Kent Reliance building society unveils banking plan

Gillingham player in Kent Reliance-sponsored kit
Image caption KRBS has had a sponsorship deal with Kent football club Gillingham

The Kent Reliance building society is proposing to transfer its assets into a newly-created bank so it can raise £50m from a new investor.

The money will come from the US private investment firm JC Flowers, which will own a minority stake in the bank.

The building society's members will, for the time being, own the majority of the new bank via a new industrial and provident society, a mutual body.

Kent Reliance members will have to vote to approve the deal.

Mike Lazenby, the chief executive of the society, said the planned changes were the only way the society could grow and expand its existing business.

"Recent pressure on our capital has proved challenging, particularly as building societies cannot currently raise capital in the way banks do," he said.

"Unlike banks who can go and raise capital from investors, building societies cannot.

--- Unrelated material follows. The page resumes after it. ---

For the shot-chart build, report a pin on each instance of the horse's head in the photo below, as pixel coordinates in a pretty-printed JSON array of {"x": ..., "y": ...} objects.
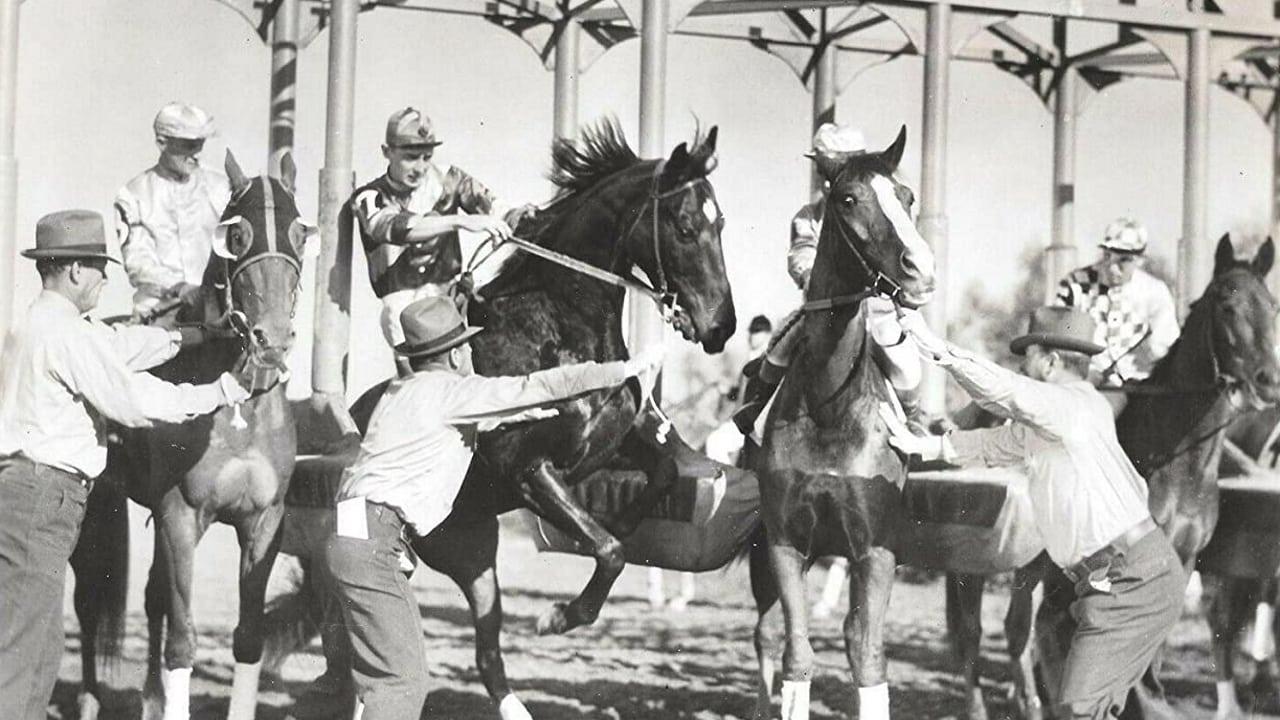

"We can only grow by getting access to capital - which JC Flowers has," he said

The deal

The Kent Reliance made a pre-tax profit of £2m last year and is the 12th largest building society in the UK, with assets of £2.2bn and just 45 staff.

It currently sponsors both Gillingham and Charlton football clubs.

The deal with JC Flowers involves:

  • the 168,000 members of the Kent Reliance Building Society becoming members of a new industrial and provident society, called the Kent Reliance Provident Society
  • the building society transferring all its assets, including all the savings, investment and mortgage accounts, to a bank trading as Kent Reliance Banking Services or KRBS
  • the new provident society and its members will own a majority stake of the bank
  • the building society will cease to exist.

In return for its cash injection, JC Flowers will own a minority of the shares in the new bank but will not take dividends in the foreseeable future.

In the long-run, the investment firm could become a majority owner of the bank.

The deal needs the approval of not only the members of the Kent Reliance, who will not be offered a windfall, but also the Financial Services Authority.

David Morgan of JC Flowers said his firm's aim was to expand the Kent Reliance's business.

"We think it has growth potential but it needs capital - we want to build up the value of the enterprise through time," he said.

"We hope other societies will have an interest in a similar partnership," he added.